The harvest may decline 13 percent to 325,000 metric tons from 2014, according to Zulhefi Sikumbang, chairman of the Indonesia Cocoa Association. The El Nino-induced dry weather may hurt flowering during the second harvest from September to December, he said on Wednesday.

A smaller Indonesian harvest may add to concerns that global supplies will be squeezed this year as dry weather also threatens the crop in Ghana, the biggest producer after Ivory Coast.
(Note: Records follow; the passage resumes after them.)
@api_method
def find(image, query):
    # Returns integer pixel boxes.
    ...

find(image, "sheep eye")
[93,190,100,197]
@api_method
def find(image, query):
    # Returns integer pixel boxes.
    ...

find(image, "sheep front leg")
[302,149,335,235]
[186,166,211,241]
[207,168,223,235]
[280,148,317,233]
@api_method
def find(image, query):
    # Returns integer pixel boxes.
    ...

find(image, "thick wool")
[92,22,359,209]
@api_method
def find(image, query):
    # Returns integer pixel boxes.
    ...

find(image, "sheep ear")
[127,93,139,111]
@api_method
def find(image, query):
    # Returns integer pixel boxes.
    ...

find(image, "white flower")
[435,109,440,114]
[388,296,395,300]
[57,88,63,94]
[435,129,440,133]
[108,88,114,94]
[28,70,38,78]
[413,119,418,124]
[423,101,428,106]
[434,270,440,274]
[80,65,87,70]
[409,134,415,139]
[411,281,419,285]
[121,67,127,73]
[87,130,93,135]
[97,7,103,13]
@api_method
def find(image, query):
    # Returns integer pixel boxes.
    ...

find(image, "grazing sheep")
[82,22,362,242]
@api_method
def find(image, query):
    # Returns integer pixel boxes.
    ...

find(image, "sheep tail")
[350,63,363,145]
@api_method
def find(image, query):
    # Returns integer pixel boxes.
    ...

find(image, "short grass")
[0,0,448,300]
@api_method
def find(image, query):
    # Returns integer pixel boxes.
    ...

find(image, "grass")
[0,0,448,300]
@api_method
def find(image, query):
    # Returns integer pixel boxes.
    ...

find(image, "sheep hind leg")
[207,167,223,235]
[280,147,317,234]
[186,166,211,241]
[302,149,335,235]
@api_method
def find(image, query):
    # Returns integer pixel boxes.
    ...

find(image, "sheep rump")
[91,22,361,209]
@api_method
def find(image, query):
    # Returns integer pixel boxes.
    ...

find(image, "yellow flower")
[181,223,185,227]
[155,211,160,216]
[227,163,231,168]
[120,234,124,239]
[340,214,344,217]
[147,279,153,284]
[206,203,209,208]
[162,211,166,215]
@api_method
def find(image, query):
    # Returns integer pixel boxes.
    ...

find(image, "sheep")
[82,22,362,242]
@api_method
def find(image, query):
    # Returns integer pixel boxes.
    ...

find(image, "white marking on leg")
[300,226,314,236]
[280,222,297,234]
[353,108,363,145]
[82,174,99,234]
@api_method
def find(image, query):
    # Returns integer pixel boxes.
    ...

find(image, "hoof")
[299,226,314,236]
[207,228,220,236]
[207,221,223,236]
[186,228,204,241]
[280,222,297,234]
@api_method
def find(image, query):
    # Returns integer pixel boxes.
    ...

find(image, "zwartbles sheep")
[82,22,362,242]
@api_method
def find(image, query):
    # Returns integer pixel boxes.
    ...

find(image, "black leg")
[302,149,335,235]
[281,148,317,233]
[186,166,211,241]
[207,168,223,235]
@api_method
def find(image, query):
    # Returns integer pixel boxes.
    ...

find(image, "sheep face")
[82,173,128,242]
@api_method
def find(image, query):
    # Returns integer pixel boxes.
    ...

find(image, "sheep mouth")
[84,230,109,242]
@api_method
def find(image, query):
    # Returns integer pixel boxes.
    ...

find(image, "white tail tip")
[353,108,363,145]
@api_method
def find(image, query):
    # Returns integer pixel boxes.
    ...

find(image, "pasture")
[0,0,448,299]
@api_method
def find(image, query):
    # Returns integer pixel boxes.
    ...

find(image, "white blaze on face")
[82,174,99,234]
Futures in New York are about 9 percent higher this year, heading for a fourth straight annual increase in contrast to losses in most commodities including sugar and coffee.

“Cocoa is a very sensitive crop to weather changes,” Sikumbang said by phone from Bali. “We had good weather during the main harvest in May to June and our concern is the second harvest. Prolonged dryness may shed flowers, potentially cause a failed harvest.”
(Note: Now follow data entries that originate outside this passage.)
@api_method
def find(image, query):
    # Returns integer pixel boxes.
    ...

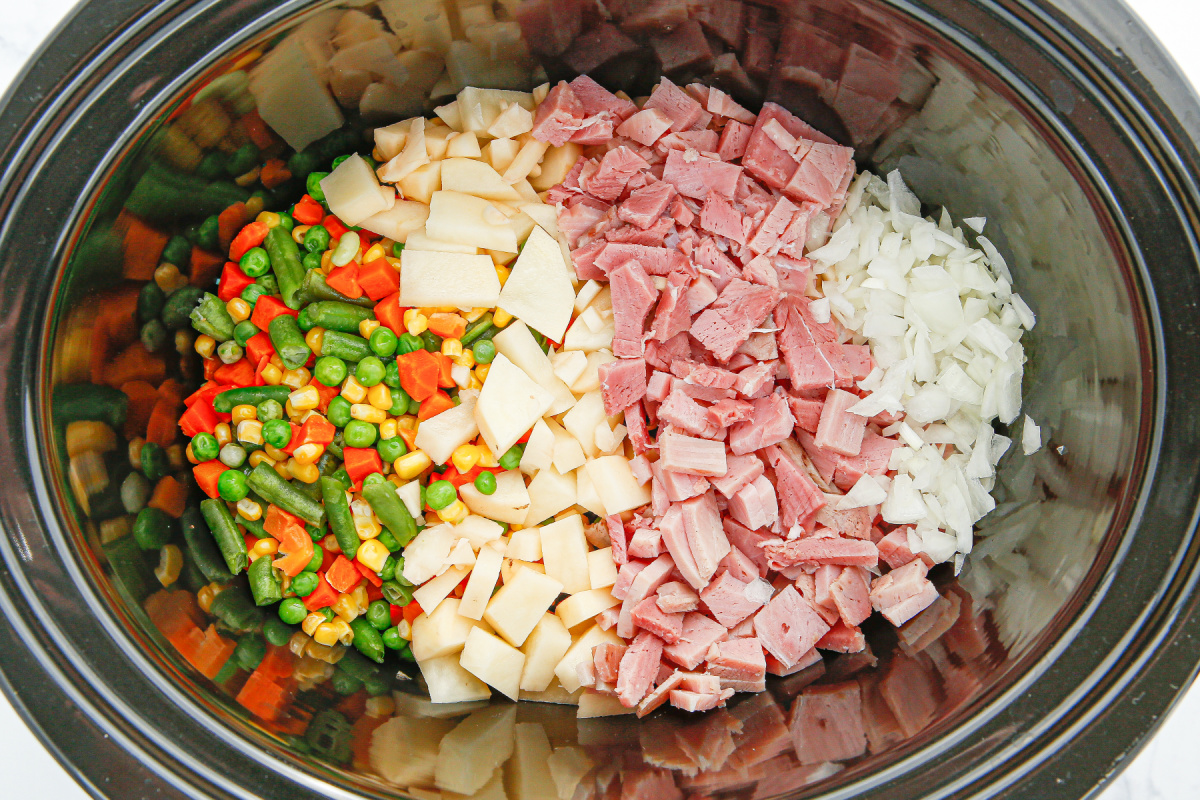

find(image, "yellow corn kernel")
[441,338,463,358]
[341,375,368,403]
[264,443,289,462]
[248,537,278,561]
[437,498,469,524]
[397,415,418,431]
[304,327,325,354]
[175,330,195,356]
[351,403,387,424]
[305,639,346,665]
[270,354,285,370]
[495,265,511,287]
[236,419,264,445]
[166,443,185,469]
[273,460,291,479]
[256,211,281,228]
[475,443,497,468]
[243,191,264,216]
[248,451,276,468]
[354,513,382,540]
[356,317,380,339]
[197,583,221,614]
[155,544,183,587]
[302,613,325,637]
[66,421,117,458]
[356,538,390,572]
[289,630,312,657]
[395,450,432,480]
[154,262,187,293]
[353,584,370,613]
[194,334,216,359]
[397,619,412,640]
[385,256,401,269]
[320,249,333,272]
[260,364,283,385]
[332,594,360,623]
[465,307,488,323]
[468,374,484,391]
[451,444,481,474]
[332,618,355,646]
[475,364,490,382]
[281,367,311,390]
[292,655,333,688]
[127,438,145,472]
[289,385,321,412]
[405,313,428,337]
[236,497,262,520]
[226,297,252,323]
[492,308,513,327]
[292,443,324,466]
[367,384,392,411]
[288,460,320,484]
[312,622,340,647]
[213,423,232,447]
[379,418,398,440]
[231,404,258,424]
[280,573,292,595]
[366,695,395,718]
[291,224,312,244]
[455,349,476,368]
[363,242,386,263]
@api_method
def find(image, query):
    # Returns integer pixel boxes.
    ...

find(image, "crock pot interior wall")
[2,0,1191,797]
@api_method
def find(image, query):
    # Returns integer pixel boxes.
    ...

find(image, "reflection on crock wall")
[45,0,1132,795]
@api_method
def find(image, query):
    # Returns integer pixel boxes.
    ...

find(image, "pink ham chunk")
[584,146,650,202]
[657,388,720,438]
[670,688,733,713]
[593,642,627,683]
[701,570,768,628]
[657,580,700,613]
[569,74,638,121]
[728,391,795,454]
[531,81,585,146]
[693,235,742,290]
[612,558,645,600]
[643,76,705,132]
[789,682,866,764]
[658,504,705,590]
[618,553,676,638]
[663,149,743,200]
[706,87,756,124]
[664,612,729,669]
[816,620,866,653]
[636,669,686,717]
[686,274,719,314]
[652,459,708,502]
[775,254,813,295]
[766,647,823,677]
[617,631,665,707]
[594,242,686,276]
[814,388,868,456]
[711,453,765,498]
[754,585,831,668]
[717,120,753,161]
[787,394,824,432]
[681,490,731,585]
[748,195,800,255]
[649,281,692,343]
[870,560,940,626]
[784,141,855,207]
[626,401,652,455]
[706,637,767,692]
[815,503,872,540]
[632,596,685,643]
[657,129,720,155]
[762,537,879,569]
[599,357,647,415]
[830,566,872,626]
[657,429,727,478]
[699,190,748,244]
[609,258,658,357]
[618,180,676,229]
[569,240,607,280]
[764,443,827,531]
[617,107,675,146]
[558,201,608,248]
[877,527,935,570]
[628,525,665,558]
[709,397,754,426]
[727,475,779,531]
[608,514,629,567]
[691,279,783,361]
[716,545,761,582]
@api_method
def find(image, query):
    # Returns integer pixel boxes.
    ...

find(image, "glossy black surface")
[0,0,1198,798]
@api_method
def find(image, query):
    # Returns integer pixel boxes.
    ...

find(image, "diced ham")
[628,525,665,558]
[584,146,650,202]
[726,474,779,531]
[664,612,729,669]
[670,197,696,228]
[595,242,686,276]
[717,545,762,583]
[789,682,866,764]
[813,388,867,456]
[630,454,653,486]
[742,254,779,288]
[814,503,871,540]
[753,585,831,668]
[816,620,866,653]
[762,537,879,569]
[656,129,720,155]
[786,394,823,432]
[783,141,855,207]
[672,360,738,388]
[723,518,774,575]
[570,240,607,280]
[559,201,609,248]
[693,235,742,290]
[645,331,690,371]
[829,566,872,626]
[658,504,705,590]
[717,120,753,162]
[637,669,687,717]
[626,401,652,455]
[700,571,767,628]
[765,647,823,677]
[616,107,675,147]
[734,361,776,399]
[705,637,767,692]
[618,180,676,229]
[657,387,720,438]
[657,580,700,614]
[699,190,749,244]
[663,149,743,201]
[709,397,754,426]
[643,76,705,132]
[728,391,795,454]
[649,281,692,342]
[531,81,586,146]
[711,453,764,498]
[609,258,658,357]
[877,527,935,569]
[608,514,629,567]
[618,553,676,638]
[596,606,620,631]
[834,429,898,488]
[670,688,733,712]
[652,459,709,502]
[870,560,940,626]
[612,558,646,601]
[632,596,685,643]
[599,357,647,415]
[594,641,627,683]
[680,490,731,585]
[569,74,638,121]
[747,196,800,255]
[764,443,827,531]
[617,631,665,707]
[646,370,672,403]
[691,279,782,361]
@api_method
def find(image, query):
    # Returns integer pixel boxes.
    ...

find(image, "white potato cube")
[418,653,492,704]
[398,161,441,205]
[474,354,554,457]
[402,523,457,585]
[396,480,422,518]
[487,103,534,139]
[373,117,413,161]
[504,141,552,185]
[551,350,588,388]
[523,465,577,527]
[556,588,620,630]
[573,466,606,517]
[547,747,594,800]
[562,314,615,353]
[587,548,618,589]
[570,350,616,395]
[519,418,555,475]
[440,157,522,201]
[321,154,388,226]
[445,130,482,158]
[484,565,564,647]
[404,231,479,254]
[562,390,607,458]
[425,190,518,253]
[509,722,557,800]
[505,528,542,562]
[519,682,582,706]
[458,541,505,620]
[520,614,572,692]
[554,625,623,693]
[413,565,471,616]
[483,137,521,172]
[539,514,590,594]
[377,117,429,183]
[446,538,476,569]
[414,392,479,465]
[458,627,525,700]
[531,142,584,191]
[359,200,430,243]
[434,706,514,793]
[577,691,635,718]
[399,249,500,308]
[493,320,576,415]
[457,87,535,135]
[455,514,505,549]
[459,469,530,524]
[410,597,491,661]
[501,558,545,585]
[553,428,587,474]
[424,124,453,160]
[496,228,577,344]
[586,456,653,516]
[435,100,462,130]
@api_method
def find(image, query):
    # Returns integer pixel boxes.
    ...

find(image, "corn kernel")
[341,376,368,403]
[394,450,432,480]
[397,619,412,640]
[367,384,392,411]
[475,364,490,382]
[256,211,281,228]
[226,297,252,323]
[273,460,291,479]
[351,403,387,424]
[366,695,395,718]
[281,367,311,390]
[186,443,199,464]
[231,404,258,424]
[379,419,398,440]
[476,443,497,468]
[331,618,354,646]
[213,423,232,447]
[292,443,324,466]
[356,538,390,572]
[455,350,476,368]
[289,385,321,412]
[236,497,262,520]
[353,584,370,613]
[154,262,187,293]
[451,444,481,474]
[397,415,418,431]
[260,364,283,385]
[244,193,265,217]
[249,537,278,561]
[291,224,312,244]
[175,330,194,356]
[237,419,264,445]
[363,242,386,263]
[302,613,325,637]
[437,498,469,524]
[465,308,488,323]
[197,583,220,614]
[495,265,510,287]
[321,534,342,554]
[406,313,428,337]
[442,338,463,358]
[354,513,382,540]
[194,334,216,359]
[351,318,379,341]
[262,443,288,463]
[166,444,185,469]
[332,594,360,623]
[305,640,345,665]
[270,354,285,370]
[66,420,117,458]
[304,327,325,354]
[155,544,183,587]
[289,630,312,657]
[385,256,401,269]
[492,308,513,327]
[289,460,320,484]
[320,249,333,272]
[248,451,275,468]
[468,374,484,390]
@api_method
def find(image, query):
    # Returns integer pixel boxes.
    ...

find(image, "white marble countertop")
[0,0,1197,798]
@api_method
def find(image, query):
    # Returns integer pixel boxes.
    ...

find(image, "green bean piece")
[133,507,174,550]
[210,586,264,633]
[162,234,193,268]
[247,463,326,527]
[234,635,267,671]
[213,658,240,685]
[294,269,374,308]
[305,301,375,333]
[53,384,128,430]
[200,497,249,575]
[140,319,167,353]
[263,616,293,647]
[181,505,235,583]
[349,618,385,664]
[378,555,396,582]
[161,285,204,331]
[226,143,260,176]
[320,476,359,560]
[268,314,312,370]
[248,553,282,607]
[380,580,413,607]
[460,313,494,345]
[265,225,306,310]
[321,330,371,362]
[138,282,165,323]
[190,292,235,341]
[213,386,292,414]
[362,482,416,546]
Farmers may reap 70 percent less beans in the second harvest than a year earlier if the El Nino strengthens, Sikumbang said. The mid-crop typically accounts for about 30 percent of the nation’s total output, he said.

A moderate El Nino that has caused a dry spell in the southern regions in Indonesia will strengthen from August to December, with the impact to be seen in areas including Lampung, South Sumatra, Java and South Sulawesi, the Meteorology, Climatology and Geophysics Agency said July 30.

Switching Crops

Sulawesi in eastern Indonesia is the country’s main cocoa growing region. Lampung on Sumatra island and Java also produce cocoa. Bean production may further decline as farmers shift to crops such as rice and corn, Sikumbang said.

El Ninos can affect weather worldwide by baking Asia, altering rainfall across South America and bringing cooler summers to North America. The first El Nino since 2010 has already reduced rainfall across Southeast Asia and is hurting crop yields, according to the United Nations.

Long-term dryness is still a concern across Java and southwestern Sulawesi and no improvement in weather is expected in the coming days, Kenny Miller, meteorologist at MDA Weather Services said in a note on Aug. 4.

Indonesia may boost imports to offset the decline in cocoa production as domestic demand increases, Sikumbang said. Overseas purchases will probably jump to 150,000 tons this year from 109,000 tons in 2014, while exports may slump to 35,000 tons from 68,000 tons, he said.